High Saver #1: Udo, 1 Son (5 years old), Married
Location: Portland, Oregon
Income Situation: Dual income of between $115,000 and $200,000 (2011-2016)
Joe Udo religiously tracts his income and expenses on his blog, Retire by 40. So, he was able to quickly give me the stats on his situation, which show that he saves between 35% and 55% of their pre-tax income for the last six years.
Work-at-Home-Dad Joe says, “We save about 50% of our income while paying for preschool. It’s around $600 per month, so much better than daycare. When he was in daycare, I was working full time so we saved more than 50%. Income was much better with a full-time job.”
His wife’s workplace does not help with childcare costs, and so the only “discount” they get is the Childcare Tax Credit.
A quick rundown of his stats shows that his childcare costs were between just 2.5% and 6.5% of his pre-tax income:
2011 (46% Savings): $200,000 income, with $13,000 in childcare costs
2012 (53% Savings): $240,000 income, with $7,000 in childcare costs
2013 (36% Savings): $90,000 income, with $2,300 in childcare costs
2014 (54% Savings): $170,000 income, with $4,700 in childcare costs
2015 (43% Savings): $115,000 income, with $5,000 in childcare costs
2016 (44% Savings): $115,000 income, with $4,000 in childcare costs
Joe says, “I don’t feel like we gave up a lot of things. We go out much less than when we were childless. We just spend a lot more time at home after we had our kid. I think that’s just because it’s hard to go out when you have a kid. We stopped taking international vacations after our son was born. It’s just more trouble than it’s worth. Last year, we started traveling again and visited Costa Rica. Our son was 4 so he could enjoy the trip as well.

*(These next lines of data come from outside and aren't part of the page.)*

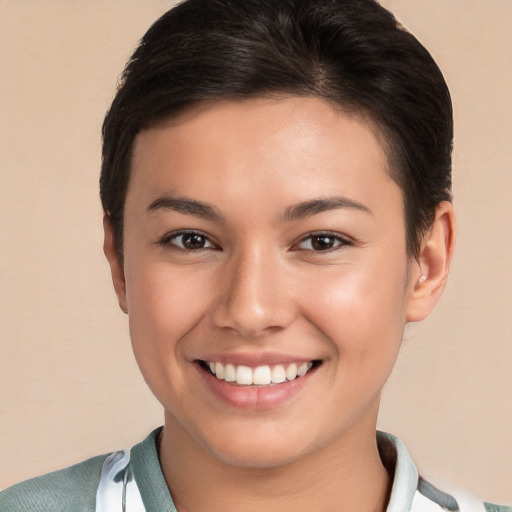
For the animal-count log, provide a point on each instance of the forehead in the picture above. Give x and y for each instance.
(294, 147)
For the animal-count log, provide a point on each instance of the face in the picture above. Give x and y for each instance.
(265, 276)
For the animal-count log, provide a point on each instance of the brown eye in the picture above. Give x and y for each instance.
(189, 241)
(322, 242)
(193, 241)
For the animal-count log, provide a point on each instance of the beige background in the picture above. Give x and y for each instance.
(69, 386)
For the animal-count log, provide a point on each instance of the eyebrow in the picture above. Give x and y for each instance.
(187, 207)
(309, 208)
(295, 212)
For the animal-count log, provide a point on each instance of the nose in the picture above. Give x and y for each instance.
(256, 296)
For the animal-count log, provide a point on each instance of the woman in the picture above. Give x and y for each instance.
(276, 187)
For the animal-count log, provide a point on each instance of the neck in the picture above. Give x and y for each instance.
(345, 475)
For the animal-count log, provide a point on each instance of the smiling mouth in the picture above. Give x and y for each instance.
(261, 375)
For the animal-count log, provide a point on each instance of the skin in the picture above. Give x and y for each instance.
(259, 286)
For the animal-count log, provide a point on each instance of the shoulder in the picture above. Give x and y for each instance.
(428, 497)
(72, 488)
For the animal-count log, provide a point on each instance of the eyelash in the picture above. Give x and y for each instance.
(338, 241)
(170, 240)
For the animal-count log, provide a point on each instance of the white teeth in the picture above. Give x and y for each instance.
(219, 370)
(278, 374)
(303, 369)
(243, 375)
(291, 371)
(230, 373)
(261, 375)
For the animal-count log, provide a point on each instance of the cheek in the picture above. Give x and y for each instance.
(361, 310)
(163, 305)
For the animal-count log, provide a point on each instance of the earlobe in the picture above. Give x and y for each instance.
(429, 272)
(116, 267)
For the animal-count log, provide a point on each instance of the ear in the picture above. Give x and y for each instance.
(429, 271)
(116, 267)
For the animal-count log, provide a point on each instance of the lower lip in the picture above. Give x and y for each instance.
(252, 397)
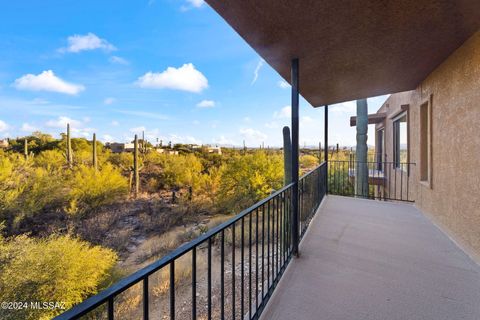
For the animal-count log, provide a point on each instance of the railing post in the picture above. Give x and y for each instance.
(325, 143)
(295, 124)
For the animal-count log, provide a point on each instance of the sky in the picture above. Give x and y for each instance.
(172, 68)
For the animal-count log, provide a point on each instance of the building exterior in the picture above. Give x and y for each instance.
(4, 143)
(121, 147)
(436, 127)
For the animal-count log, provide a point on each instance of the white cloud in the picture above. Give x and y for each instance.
(306, 119)
(138, 130)
(196, 3)
(26, 127)
(285, 112)
(272, 125)
(90, 41)
(192, 4)
(223, 140)
(283, 84)
(119, 60)
(109, 100)
(253, 135)
(206, 104)
(4, 126)
(46, 81)
(185, 78)
(107, 138)
(144, 114)
(349, 107)
(257, 70)
(62, 121)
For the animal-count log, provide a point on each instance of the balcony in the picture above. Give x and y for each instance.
(359, 259)
(364, 259)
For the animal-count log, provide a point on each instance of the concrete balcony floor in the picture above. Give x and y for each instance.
(365, 259)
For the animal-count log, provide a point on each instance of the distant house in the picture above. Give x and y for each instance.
(216, 150)
(4, 143)
(116, 147)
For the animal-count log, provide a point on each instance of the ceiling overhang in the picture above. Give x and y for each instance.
(353, 49)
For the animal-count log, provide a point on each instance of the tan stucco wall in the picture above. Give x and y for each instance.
(453, 199)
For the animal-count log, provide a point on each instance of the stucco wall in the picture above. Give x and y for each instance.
(453, 198)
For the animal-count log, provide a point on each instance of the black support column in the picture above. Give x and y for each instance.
(325, 146)
(295, 122)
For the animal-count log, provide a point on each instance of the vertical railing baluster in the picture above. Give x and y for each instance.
(172, 290)
(278, 236)
(242, 289)
(194, 283)
(145, 298)
(263, 252)
(256, 259)
(222, 275)
(250, 267)
(111, 315)
(268, 246)
(209, 279)
(233, 272)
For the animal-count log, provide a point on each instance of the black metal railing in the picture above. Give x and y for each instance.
(386, 180)
(229, 272)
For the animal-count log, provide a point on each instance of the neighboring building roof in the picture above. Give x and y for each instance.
(372, 118)
(353, 49)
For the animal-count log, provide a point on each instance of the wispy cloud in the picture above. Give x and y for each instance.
(89, 41)
(26, 127)
(206, 104)
(253, 135)
(62, 121)
(345, 107)
(283, 84)
(119, 60)
(185, 78)
(47, 81)
(109, 100)
(4, 126)
(192, 4)
(257, 70)
(284, 113)
(145, 114)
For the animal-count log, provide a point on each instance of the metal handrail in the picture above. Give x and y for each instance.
(107, 295)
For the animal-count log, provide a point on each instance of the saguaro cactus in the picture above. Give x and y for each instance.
(69, 147)
(94, 152)
(361, 185)
(25, 149)
(320, 152)
(136, 169)
(287, 155)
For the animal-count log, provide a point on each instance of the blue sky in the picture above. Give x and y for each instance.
(173, 68)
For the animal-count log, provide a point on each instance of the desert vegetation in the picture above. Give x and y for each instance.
(76, 217)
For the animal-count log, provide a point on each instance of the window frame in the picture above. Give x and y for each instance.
(425, 178)
(396, 137)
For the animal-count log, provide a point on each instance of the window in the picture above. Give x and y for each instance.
(425, 142)
(379, 151)
(400, 141)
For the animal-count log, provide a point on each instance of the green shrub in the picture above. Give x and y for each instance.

Now that our childcare cost is decreasing, I feel like we could splurge on travel again.”
In order to achieve this, Joe tends “to focus on keeping expenses down. Our income is dropping because we are in transition to early retirement. I try to keep expenses down where ever I can. Our housing is the biggest cost. We like where we live and we aren’t ready to relocate to a cheaper location yet.”
But, he admits that their income has a lot to do with it. “We live in Portland. The cost of living is moderate compare to other major west coast cities, but it is increasing quickly. We have always been relatively frugal and never spent extravagantly. Our income growth outpaced our lifestyle inflation.”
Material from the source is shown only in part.